Suppose you have the equation $f(x) = g(x).$ You could "multiply both sides by $dx$" $f(x) \, dx = g(x) \, dx$ and then integrate over some interval $\int_a^b f(x) \, dx = \int_a^b g(x) \, dx.$ However, unless you have learned about differential forms, the second equation above is meaningless. This can easily be avoided by simply integrating both sides of $f(x) = g(x)$ with respect to $x$ just as you learned in calculus.
Now consider the differential equation $f(y) \frac{dy}{dx} = g(x).$ Here, many people will "multiply by $dx$" to get $f(y) \, dy = g(x) \, dx$ and then integrate both sides. Again, without the machinery of differential forms, this statement is meaningless. Here we can avoid this by integrating the original equation with respect to $x$: $\int f(y) \frac{dy}{dx} \, dx = \int g(x) \, dx$ or to use different notation, $\int f(y(x))y'(x)\, dx = \int g(x) \, dx.$ Then as long as certain hypotheses are satisfied, the change-of-variables (substitution) theorem says that this is just $\int f(y) \, dy = \int g(x) \, dx$ so we are back to where the first method lead us.

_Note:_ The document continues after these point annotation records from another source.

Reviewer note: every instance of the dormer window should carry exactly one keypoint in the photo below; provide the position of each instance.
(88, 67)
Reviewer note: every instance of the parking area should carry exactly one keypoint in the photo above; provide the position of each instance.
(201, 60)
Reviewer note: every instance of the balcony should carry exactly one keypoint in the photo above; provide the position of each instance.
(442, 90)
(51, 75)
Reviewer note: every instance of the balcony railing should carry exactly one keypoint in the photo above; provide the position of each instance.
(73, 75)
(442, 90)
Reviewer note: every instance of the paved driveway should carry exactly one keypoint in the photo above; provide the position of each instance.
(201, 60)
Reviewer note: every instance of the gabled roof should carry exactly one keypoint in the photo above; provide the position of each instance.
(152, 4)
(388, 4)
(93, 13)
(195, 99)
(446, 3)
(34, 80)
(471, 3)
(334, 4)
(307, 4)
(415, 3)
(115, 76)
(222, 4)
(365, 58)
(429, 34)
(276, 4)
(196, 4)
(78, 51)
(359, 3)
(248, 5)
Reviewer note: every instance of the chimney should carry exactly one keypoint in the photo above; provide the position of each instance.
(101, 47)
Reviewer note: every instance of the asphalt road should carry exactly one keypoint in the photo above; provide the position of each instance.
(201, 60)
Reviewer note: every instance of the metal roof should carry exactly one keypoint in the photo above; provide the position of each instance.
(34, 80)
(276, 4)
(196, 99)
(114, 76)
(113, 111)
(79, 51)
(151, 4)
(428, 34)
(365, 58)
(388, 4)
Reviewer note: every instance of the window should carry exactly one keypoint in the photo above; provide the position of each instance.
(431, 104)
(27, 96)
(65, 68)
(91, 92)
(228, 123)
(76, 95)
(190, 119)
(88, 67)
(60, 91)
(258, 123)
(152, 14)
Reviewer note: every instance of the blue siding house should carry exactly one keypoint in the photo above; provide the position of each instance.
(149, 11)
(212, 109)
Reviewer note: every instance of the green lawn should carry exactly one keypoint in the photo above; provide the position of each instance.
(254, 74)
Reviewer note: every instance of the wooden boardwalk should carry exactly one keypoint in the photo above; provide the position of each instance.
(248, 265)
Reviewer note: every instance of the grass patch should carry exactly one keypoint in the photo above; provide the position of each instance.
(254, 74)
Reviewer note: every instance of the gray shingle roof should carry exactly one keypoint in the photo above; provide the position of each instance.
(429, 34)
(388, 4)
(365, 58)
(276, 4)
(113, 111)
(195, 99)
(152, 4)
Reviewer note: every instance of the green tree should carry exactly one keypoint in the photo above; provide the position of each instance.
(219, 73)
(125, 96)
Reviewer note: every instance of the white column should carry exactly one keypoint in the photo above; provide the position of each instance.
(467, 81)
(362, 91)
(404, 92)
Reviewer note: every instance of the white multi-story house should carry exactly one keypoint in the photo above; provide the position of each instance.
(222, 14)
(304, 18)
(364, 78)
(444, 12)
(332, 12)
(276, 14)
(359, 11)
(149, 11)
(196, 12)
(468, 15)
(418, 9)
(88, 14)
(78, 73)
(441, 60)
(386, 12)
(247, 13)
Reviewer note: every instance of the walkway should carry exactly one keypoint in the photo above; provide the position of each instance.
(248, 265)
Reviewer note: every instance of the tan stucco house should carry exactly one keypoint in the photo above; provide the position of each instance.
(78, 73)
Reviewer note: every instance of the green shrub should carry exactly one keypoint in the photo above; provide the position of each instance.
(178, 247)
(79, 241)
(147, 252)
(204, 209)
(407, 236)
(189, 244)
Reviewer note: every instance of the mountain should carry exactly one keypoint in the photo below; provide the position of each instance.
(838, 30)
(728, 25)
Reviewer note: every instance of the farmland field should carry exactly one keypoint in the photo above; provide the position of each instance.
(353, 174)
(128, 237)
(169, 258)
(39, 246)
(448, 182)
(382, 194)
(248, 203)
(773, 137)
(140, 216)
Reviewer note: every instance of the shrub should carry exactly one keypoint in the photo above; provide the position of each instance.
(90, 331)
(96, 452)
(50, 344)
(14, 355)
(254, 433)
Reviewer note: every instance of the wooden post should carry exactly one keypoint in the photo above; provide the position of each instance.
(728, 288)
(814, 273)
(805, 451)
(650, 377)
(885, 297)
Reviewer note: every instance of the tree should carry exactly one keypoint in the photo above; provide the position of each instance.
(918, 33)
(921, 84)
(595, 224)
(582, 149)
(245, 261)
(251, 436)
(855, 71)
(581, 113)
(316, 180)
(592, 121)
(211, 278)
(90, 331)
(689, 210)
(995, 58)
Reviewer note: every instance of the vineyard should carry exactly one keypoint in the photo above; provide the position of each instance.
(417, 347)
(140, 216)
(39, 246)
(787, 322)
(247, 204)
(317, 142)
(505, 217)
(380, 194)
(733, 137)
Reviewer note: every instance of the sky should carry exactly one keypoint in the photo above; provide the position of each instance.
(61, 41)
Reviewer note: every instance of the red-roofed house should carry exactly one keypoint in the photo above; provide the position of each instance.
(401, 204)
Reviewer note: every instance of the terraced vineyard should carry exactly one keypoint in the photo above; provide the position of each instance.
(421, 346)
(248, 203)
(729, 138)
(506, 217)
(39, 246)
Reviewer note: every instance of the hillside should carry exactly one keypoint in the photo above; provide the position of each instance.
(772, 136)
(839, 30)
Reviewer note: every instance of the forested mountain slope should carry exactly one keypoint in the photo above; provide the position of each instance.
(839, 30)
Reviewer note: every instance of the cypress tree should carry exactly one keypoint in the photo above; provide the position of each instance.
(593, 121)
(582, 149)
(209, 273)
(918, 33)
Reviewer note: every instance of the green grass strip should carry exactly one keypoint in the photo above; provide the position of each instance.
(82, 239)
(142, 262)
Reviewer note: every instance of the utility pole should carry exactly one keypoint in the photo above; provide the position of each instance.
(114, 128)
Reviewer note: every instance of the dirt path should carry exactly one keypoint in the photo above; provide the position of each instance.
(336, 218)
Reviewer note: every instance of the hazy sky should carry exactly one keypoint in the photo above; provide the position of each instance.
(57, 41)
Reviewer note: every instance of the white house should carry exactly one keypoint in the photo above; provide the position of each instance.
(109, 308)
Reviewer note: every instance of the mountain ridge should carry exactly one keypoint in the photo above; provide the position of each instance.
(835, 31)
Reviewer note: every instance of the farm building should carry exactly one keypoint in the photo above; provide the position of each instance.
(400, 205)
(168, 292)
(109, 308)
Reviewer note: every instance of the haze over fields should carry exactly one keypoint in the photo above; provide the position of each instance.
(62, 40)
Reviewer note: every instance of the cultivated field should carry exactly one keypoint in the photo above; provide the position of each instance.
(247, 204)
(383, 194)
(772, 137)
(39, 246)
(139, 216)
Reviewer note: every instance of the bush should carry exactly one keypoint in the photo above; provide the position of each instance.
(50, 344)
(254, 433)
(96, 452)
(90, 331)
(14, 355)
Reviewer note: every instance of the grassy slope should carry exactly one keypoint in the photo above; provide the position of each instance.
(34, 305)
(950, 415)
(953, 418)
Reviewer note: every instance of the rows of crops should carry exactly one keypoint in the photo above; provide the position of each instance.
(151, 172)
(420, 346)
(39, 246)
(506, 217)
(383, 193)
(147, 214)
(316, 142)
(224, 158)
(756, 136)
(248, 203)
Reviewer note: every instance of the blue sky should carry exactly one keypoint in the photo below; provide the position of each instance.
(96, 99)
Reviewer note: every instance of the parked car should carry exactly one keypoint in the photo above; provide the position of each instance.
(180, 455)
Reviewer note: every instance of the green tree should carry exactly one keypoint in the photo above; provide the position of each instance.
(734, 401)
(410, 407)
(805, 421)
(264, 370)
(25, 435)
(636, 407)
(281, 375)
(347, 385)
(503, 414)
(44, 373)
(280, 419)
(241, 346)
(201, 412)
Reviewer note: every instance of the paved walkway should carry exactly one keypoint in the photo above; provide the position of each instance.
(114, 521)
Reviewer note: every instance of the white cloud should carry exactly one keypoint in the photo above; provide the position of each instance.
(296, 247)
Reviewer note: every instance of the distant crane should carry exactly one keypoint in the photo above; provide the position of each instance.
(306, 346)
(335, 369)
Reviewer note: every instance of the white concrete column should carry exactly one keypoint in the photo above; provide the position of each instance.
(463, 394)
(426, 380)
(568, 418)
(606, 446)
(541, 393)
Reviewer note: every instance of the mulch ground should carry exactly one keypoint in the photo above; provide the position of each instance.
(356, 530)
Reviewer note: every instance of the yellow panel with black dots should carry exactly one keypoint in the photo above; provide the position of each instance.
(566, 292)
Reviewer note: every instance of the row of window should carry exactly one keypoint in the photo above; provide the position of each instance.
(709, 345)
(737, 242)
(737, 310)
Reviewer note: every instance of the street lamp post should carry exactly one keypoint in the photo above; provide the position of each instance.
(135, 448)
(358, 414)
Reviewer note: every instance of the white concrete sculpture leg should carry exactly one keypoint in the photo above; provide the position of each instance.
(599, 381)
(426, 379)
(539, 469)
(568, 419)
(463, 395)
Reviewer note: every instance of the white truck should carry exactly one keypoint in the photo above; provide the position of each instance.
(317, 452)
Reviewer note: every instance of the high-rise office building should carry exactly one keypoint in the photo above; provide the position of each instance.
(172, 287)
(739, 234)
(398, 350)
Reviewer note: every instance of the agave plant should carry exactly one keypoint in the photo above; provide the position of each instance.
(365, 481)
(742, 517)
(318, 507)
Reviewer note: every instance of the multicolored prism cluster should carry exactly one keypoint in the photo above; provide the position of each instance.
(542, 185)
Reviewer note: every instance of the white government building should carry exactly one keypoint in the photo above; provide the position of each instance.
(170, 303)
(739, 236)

The point of this is that manipulations involving "multiplying by $dx$" are usually shorthand for some more "rigorous" method. However, if you are aware of (and comfortable with) the mathematics going on behind the scenes, then there is no loss of rigor. "Real mathematicians" don't frown upon using these kinds of manipulations themselves, they just frown upon students using them without knowing why they work.